Vient alors la partie complexe du nouvel état de fait. Faut-il par tous les moyens convertir autrui à sa pensée, ou laisser vivre, un demi-sourire en coin, sûr de ses convictions et de l'erreur de ses semblables? Bien sûr, ces optiques sont toutes deux faussées par leur extrémisme. Il doit être possible, entre deux eaux, de naviguer dans l'inconnu en compagnie de ceux qui le souhaiteront. Avec l'espoir que ceux qui partent vers d'autres horizons trouveront, eux aussi, ce qu'ils recherchent.
L'important, c'est d'être soi, pour soi-même, et pour les autres. Se dévouer à une cause ne signifie pas abandonner son libre arbitre, vivre en égoïste n'implique pas de partager les vues de l'un ou l'autre frère. Trouver un équilibre subtil, où l'on peut être pleinement qui l'on désire être, et pas ce que les autres désirent qu'on soit. Et en échange, ne plus souhaiter que ceux qui sont proches deviennent tels qu'on les imagine, mais accepter qu'ils arpentent leurs propres chemins.

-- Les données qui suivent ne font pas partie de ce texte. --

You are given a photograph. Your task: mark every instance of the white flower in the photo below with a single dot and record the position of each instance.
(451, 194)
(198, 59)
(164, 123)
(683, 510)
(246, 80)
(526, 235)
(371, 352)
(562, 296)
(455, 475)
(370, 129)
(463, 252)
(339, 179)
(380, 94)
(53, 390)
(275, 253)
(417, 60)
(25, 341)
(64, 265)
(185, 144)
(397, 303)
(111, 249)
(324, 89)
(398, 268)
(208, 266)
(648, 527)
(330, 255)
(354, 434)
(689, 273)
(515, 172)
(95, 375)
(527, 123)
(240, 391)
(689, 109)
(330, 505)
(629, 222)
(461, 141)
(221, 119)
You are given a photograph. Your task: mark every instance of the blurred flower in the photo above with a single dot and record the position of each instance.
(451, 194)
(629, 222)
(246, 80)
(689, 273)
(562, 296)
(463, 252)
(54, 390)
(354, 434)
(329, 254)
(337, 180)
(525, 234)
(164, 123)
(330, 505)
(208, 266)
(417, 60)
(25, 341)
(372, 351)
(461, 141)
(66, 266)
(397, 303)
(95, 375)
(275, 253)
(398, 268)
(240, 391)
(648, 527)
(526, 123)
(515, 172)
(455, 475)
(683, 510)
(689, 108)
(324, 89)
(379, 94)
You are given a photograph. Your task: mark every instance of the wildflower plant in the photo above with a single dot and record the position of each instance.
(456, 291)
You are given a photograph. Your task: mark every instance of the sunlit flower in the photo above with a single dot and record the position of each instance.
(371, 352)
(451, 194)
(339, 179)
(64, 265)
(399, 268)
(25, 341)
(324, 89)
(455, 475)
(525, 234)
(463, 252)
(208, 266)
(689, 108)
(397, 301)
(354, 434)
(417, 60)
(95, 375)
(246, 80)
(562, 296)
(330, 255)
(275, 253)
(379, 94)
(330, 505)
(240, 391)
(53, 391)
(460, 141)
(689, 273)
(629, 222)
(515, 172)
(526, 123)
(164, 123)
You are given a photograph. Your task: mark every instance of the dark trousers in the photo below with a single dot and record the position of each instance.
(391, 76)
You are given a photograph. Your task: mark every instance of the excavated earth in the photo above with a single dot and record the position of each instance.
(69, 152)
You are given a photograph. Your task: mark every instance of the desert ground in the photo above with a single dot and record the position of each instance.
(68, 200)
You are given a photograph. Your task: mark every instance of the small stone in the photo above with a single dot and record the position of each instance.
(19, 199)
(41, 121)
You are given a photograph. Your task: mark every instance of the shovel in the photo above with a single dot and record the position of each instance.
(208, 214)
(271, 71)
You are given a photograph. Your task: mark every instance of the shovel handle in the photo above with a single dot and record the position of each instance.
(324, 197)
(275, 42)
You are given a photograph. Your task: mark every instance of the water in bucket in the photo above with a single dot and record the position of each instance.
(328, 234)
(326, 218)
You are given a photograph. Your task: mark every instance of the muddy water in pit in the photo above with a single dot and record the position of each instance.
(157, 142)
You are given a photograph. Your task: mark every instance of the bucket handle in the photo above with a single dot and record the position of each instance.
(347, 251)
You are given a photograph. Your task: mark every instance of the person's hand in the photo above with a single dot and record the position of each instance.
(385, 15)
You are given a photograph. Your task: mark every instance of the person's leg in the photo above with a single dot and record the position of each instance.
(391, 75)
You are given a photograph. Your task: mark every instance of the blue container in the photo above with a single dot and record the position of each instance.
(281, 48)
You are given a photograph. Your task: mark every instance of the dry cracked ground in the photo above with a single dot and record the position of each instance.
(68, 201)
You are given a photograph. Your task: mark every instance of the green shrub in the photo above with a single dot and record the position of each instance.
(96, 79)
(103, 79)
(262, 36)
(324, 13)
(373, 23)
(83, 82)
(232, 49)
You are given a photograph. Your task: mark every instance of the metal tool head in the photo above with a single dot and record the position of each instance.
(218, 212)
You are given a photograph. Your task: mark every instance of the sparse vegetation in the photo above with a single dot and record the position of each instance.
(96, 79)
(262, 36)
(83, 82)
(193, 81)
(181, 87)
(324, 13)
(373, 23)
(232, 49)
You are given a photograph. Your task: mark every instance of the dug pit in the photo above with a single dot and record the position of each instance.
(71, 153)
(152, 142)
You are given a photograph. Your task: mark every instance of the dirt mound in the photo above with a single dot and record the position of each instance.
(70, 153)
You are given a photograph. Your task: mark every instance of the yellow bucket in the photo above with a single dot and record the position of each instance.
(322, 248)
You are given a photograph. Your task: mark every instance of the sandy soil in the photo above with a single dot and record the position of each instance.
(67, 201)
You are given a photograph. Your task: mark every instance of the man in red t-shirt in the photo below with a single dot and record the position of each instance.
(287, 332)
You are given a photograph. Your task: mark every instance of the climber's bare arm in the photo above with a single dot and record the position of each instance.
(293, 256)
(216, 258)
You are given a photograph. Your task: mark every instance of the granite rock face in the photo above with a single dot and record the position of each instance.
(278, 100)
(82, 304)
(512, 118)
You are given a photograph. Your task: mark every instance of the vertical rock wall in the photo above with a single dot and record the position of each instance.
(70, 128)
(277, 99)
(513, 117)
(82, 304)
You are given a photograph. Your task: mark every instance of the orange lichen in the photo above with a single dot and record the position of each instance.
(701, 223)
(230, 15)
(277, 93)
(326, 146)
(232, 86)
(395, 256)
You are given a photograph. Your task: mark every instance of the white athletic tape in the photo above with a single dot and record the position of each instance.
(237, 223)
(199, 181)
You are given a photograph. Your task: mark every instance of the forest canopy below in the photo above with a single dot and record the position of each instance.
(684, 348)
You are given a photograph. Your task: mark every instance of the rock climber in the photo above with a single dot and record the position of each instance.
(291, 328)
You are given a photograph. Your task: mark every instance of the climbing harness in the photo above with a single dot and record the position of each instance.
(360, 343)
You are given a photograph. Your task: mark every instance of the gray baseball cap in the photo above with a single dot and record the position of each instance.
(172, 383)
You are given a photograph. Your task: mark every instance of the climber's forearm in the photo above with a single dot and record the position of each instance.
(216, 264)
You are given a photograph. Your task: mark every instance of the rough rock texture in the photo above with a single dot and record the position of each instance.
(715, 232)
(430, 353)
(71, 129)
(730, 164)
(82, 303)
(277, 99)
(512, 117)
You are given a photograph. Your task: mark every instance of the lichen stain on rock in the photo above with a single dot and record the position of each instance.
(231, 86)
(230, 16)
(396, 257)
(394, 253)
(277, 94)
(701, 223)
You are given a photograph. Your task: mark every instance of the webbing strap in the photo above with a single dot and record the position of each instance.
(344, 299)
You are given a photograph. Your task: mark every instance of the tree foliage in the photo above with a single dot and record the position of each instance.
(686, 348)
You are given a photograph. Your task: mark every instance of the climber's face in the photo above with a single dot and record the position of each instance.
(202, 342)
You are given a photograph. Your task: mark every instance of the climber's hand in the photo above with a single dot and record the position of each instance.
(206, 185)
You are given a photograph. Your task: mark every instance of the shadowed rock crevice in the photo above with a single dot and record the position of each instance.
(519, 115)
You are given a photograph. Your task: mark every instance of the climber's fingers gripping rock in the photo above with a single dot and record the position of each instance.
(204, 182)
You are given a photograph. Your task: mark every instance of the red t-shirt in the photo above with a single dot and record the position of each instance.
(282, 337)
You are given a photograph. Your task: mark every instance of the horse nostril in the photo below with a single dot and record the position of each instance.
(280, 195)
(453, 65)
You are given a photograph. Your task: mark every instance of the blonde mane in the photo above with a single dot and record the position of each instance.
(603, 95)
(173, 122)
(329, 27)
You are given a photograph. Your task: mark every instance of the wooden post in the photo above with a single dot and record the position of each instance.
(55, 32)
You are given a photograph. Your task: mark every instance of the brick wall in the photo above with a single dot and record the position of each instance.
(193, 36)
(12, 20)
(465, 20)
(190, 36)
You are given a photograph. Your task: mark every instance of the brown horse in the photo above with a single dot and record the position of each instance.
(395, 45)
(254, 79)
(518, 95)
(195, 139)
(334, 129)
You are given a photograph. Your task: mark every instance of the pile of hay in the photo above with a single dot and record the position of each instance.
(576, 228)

Encore faut-il savoir quel est l'objectif qu'on se fixe, et à quel endroit on souhaite arriver. Une fois retiré toutes les solidarités, tous les menus plaisirs personnels, que reste-t-il? S'y pencher, risquer d'y voir un grand vide n'a rien de rassurant. Et pourtant, c'est à ce prix que l'on peut mesurer combien l'espace dont on dispose est immense, à quel point il est possible de le remplir de tout ce dont on pourrait rêver.
Que les oiseaux prennent leur envol. Je regarderai les courbes qu'ils dessineront dans les cieux, et je me satisferai de les voir, de temps à autre, venir se poser non loin de là où mon bâton de pèlerin me mènera. Car si je suis resté longtemps immobile, je n'étais pas mort. Et j'ai repris depuis un temps déjà la route, vers ce grand vide que je peuplerai de ce qui me viendra.
Si je n'ai pas de rêve, j'ai tous les rêves du monde, si je ne désire rien, c'est que je veux tout.